# Interesting Londnium article about green beans and espresso quality



## RoloD (Oct 13, 2010)

Reiss at Londinium has written this very interesting piece on his blog about green coffee quality and espresso. It answers some of the criticisms that Londinium beans are over priced.

"What we are 100% clear on though is bright & brassy third wave roasts are getting heavily marketed to consumers as being what espresso should taste like, and in our experience a lot of people disagree - they end up becoming Londinium Espresso customers"

- as I have. I have to say I have yet to have a disappointing bag of beans from Londinium (as opposed to HasBean, where my disppointment ran at about 85%). I have a Londinium subscription which works out at a (quite reasonable £26.20 for 5 x 250g including postage). Crucial to my opinion is:

1. I am an espresso drinker. I have never drunk a flat white or a cappucino in my life. Londinium are, specifically, espresso roasters. MAny of the lighter roasts may make great milk drinks, they just don't wor

2. I do not like the current trend for acidic, light roast beans - but nor am I happy with most over roasted, robusta-loaded Italian beans. This isn't a matter of ignorance or an unsophisticated palate, simply a question of taste.

The strange thing is almost everybody I know (outside of this forum) has a similar attitude towards third-wave/HasBean style beans - actually even more adamantly than me. Which seems to me to leave a huge gap in the café market - I love the enthusiasm and dedication of all the new coffee shops that have opened up over the last few years, but they just don't offer the sort of espresso (and I assume others) really like.


----------



## Earlepap (Jan 8, 2012)

I had a shot of Dark Fluid's Schrodinger blend yesterday from their stall currently outside the Royal Festival Hall. It was smooth, chocolatey, rich with a bit of orange zest taste. It didn't fit in with the light roast/acidic zeitgeist - which I am a fan of also - but it's possible to like both!

I'd like to try Londinium espresso, but I don't make espresso at home and sadly they don't seem to be used in many places. I had a shot from Scooter cafe a while ago but it wasn't great. Not that I'm writing them off from one shot - I was probably just unlucky that day.


----------



## RoloD (Oct 13, 2010)

Earlepap said:


> I had a shot of Dark Fluid's Schrodinger blend yesterday from their stall currently outside the Royal Festival Hall. It was smooth, chocolatey, rich with a bit of orange zest taste. It didn't fit in with the light roast/acidic zeitgeist - which I am a fan of also - but it's possible to like both!


Indeed it's possible to like both!

I was probably overstating my case to make a point, because I feel one style of coffee is now being presented as 'what coffee should really taste like'. I've had some great coffees from Square Mile, for instance, but, after searching around, I feel I've found my sweet spot with Londinium.

Don't know anything about Dark Fluid.
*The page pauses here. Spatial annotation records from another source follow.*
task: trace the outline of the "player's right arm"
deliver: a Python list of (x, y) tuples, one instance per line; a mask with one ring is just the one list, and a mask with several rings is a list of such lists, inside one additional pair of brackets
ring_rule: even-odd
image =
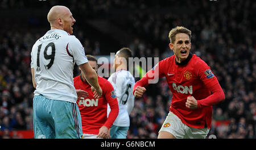
[(98, 76), (94, 70), (90, 66), (89, 63), (84, 63), (81, 64), (79, 68), (81, 68), (82, 72), (84, 72), (84, 78), (87, 82), (93, 87), (92, 90), (94, 92), (94, 97), (100, 97), (102, 94), (102, 90), (101, 89), (98, 82)]
[(67, 51), (73, 57), (75, 61), (84, 72), (87, 82), (93, 87), (92, 90), (94, 91), (94, 97), (100, 97), (102, 94), (102, 90), (98, 82), (98, 76), (95, 70), (88, 63), (82, 44), (75, 36), (70, 36), (69, 38), (69, 43), (67, 45)]
[[(159, 78), (162, 78), (165, 76), (164, 70), (166, 59), (159, 61), (153, 68), (147, 72), (145, 75), (138, 81), (133, 87), (133, 94), (135, 98), (141, 98), (146, 91), (146, 88), (150, 84), (150, 81), (158, 80)], [(154, 82), (154, 81), (153, 81)]]
[(36, 88), (36, 84), (35, 81), (35, 69), (34, 68), (31, 68), (31, 74), (32, 74), (32, 82), (33, 83), (34, 88)]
Recommended?


----------



## Glenn (Jun 14, 2008)

RoloD said:


> Don't know anything about Dark Fluid. Recommended?


Without hijacking the thread - yes! Lawrence at Dark Fluid is a good roaster who knows his stuff. Continually improving and serving a small but growing number of appreciative clients


----------



## Earlepap (Jan 8, 2012)

RoloD said:


> Don't know anything about Dark Fluid. Recommended?
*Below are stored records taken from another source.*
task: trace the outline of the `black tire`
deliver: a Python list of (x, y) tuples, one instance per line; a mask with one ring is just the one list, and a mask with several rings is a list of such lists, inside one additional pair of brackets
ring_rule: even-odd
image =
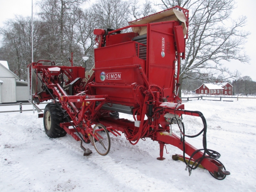
[(95, 150), (101, 155), (107, 155), (110, 150), (110, 138), (105, 126), (101, 124), (95, 125), (93, 133), (99, 139), (98, 141), (93, 137), (92, 141)]
[(44, 112), (44, 127), (45, 133), (50, 138), (65, 136), (67, 132), (60, 127), (60, 123), (64, 122), (65, 117), (56, 103), (48, 104)]
[(113, 111), (109, 113), (109, 116), (110, 117), (116, 117), (116, 118), (119, 118), (119, 113), (116, 111)]

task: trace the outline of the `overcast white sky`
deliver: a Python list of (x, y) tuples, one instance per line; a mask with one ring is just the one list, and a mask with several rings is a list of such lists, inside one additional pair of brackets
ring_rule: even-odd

First time I'd tried them, but I enjoyed it. I know very little about them other than they have a stall at Brockley market on Saturdays, but I'm never in that neck of the woods. Only stumbled upon their stall yesterday as part of the cheese and wine festival currently happening on the Southbank. There's a coffee and chocolate festival a few weeks ago in the same spot. I think there'll be there too.


----------